If there's one rule when it comes to insurance, it's that you should always shop. Prices for your home and auto insurance can be dramatically different across a set of 10 carriers. This is because each company has different underwriting standards, risk appetite, and rating factors. One such important factor that many carriers use to price your risk is your Insurance Score. This typically takes into account the following:

  • Accident and Insurance Claims History
  • Your Credit Score

Insurance Scores vs Credit Scores 

The credit score most people talk about is the FICO credit score and is based on your ability to repay a loan. Your insurance score is weighted differently than your FICO score. An insurance score predicts the likelihood of you becoming involved in a future accident or insurance claim, and each carrier uses this information in their own way to adjust your insurance rates.

Insurance companies pull your credit using a "Soft Hit", which does not affect your credit score. When you apply for a loan, a bank or lender will use a "Hard Hit" on your credit, causing a temporary drop in your credit score.

  • Soft Hit: this occurs when a person or company checks your credit report as a background check, like when you check your credit score or a mortgage lender pre-approves you for a loan. Or when an insurance company wants to send an insurance quote. 
  • Hard Hit: this occurs when a prospective lender checks your credit report to make a lending decision. these can slightly lower your credit score and will typically stay on your credit report for two years. One or two of these does not have a large affect over time, but if you start have 3 or more stacking up, they can keep your credit score lowered for the 2 year duration until they roll off. 

How Insurance Scores Affect Your Rates

It's worth noting that not all insurance companies change their prices based off the insurance scores. For most carriers, as you would expect, the higher your insurance score, the better your rates.

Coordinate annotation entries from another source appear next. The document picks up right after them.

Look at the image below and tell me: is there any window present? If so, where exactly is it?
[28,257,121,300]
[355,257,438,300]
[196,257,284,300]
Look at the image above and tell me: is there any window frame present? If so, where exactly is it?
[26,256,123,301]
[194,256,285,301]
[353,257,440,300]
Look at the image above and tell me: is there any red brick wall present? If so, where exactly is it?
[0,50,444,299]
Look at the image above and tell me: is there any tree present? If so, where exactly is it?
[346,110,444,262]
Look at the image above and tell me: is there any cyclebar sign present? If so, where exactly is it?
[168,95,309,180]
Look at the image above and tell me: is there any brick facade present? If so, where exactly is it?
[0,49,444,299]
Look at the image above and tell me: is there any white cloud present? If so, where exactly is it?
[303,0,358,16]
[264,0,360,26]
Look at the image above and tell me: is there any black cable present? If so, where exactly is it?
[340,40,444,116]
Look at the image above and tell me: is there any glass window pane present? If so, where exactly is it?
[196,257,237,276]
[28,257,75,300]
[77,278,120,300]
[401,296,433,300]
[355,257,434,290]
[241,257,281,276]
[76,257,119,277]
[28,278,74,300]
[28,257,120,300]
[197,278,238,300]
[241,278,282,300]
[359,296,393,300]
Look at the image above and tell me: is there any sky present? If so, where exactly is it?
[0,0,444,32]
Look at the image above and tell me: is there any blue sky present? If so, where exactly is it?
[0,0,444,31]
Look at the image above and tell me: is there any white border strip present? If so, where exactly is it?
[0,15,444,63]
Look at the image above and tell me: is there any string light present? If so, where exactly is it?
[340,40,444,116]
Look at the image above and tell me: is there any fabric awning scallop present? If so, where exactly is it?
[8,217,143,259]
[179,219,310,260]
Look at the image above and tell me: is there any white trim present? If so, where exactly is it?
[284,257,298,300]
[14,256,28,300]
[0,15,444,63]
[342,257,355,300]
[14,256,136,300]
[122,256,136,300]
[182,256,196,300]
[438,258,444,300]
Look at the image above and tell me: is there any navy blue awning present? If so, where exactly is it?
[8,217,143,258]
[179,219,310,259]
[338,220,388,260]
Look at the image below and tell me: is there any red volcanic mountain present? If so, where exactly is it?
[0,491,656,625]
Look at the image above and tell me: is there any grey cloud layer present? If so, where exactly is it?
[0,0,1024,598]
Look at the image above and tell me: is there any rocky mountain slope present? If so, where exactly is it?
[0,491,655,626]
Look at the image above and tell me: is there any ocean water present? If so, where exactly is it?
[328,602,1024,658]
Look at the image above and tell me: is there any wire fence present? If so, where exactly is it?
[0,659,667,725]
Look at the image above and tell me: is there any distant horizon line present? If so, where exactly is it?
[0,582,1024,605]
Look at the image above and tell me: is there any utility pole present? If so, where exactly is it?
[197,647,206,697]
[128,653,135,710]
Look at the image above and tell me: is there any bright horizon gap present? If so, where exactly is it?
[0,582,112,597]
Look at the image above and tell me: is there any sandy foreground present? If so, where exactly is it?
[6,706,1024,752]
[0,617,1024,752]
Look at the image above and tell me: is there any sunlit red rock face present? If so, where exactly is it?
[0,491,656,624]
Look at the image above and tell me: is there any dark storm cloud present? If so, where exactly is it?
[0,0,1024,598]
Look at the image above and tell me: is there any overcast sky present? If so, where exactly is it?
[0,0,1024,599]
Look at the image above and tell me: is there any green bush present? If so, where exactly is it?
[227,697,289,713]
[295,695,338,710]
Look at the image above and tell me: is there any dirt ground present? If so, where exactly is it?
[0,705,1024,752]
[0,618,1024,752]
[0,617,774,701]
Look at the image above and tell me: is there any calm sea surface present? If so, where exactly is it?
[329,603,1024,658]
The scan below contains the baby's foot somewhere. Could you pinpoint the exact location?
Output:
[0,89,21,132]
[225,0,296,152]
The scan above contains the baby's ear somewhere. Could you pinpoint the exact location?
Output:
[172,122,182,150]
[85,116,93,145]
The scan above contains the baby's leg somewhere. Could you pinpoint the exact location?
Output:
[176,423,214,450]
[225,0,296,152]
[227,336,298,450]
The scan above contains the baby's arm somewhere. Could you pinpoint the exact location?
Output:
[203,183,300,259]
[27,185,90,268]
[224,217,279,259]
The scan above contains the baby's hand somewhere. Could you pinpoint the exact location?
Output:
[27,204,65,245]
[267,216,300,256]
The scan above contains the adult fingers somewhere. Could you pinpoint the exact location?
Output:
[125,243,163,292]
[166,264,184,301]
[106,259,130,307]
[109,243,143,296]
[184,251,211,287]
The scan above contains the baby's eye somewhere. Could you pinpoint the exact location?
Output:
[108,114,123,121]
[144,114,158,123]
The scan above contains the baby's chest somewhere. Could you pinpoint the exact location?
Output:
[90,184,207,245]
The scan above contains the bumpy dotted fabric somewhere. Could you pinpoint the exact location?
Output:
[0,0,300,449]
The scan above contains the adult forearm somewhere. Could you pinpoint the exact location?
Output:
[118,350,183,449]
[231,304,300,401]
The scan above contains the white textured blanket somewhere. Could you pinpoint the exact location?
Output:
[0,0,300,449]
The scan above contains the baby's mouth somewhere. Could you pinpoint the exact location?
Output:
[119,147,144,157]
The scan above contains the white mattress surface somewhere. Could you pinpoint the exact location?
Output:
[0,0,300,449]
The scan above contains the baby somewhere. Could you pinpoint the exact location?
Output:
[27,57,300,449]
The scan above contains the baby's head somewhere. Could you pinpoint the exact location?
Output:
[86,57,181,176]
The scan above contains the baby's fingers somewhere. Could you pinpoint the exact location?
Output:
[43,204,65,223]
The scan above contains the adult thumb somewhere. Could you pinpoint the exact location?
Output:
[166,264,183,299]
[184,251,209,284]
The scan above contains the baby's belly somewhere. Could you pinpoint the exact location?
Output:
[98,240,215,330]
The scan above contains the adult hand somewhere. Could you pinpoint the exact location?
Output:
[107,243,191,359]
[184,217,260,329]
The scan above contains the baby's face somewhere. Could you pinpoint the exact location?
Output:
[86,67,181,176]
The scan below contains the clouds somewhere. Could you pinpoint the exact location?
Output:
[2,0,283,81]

Favorable insurance factors might include things like:

  • No claims filed in the last 5 years
  • Long established credit history
  • No payments or past due accounts
  • Low use of available credit
  • Numerous open accounts in good standing

Unfavorable insurance factors might include things like:

  • Claims filed in the last 5 years
  • Collection accounts
  • Numerous past-due payments
  • High usage of available credit
  • Many recent applications for credit

In summary, you don't need to worry about an insurance quote affecting your insurance score or credit score. But keep in mind, your insurance/credit score will often be a big part of your insurance rate. If you recently brought your credit score up a few notches, its worth a reshop. Get as many insurance quotes as you can - your credit will not be affected.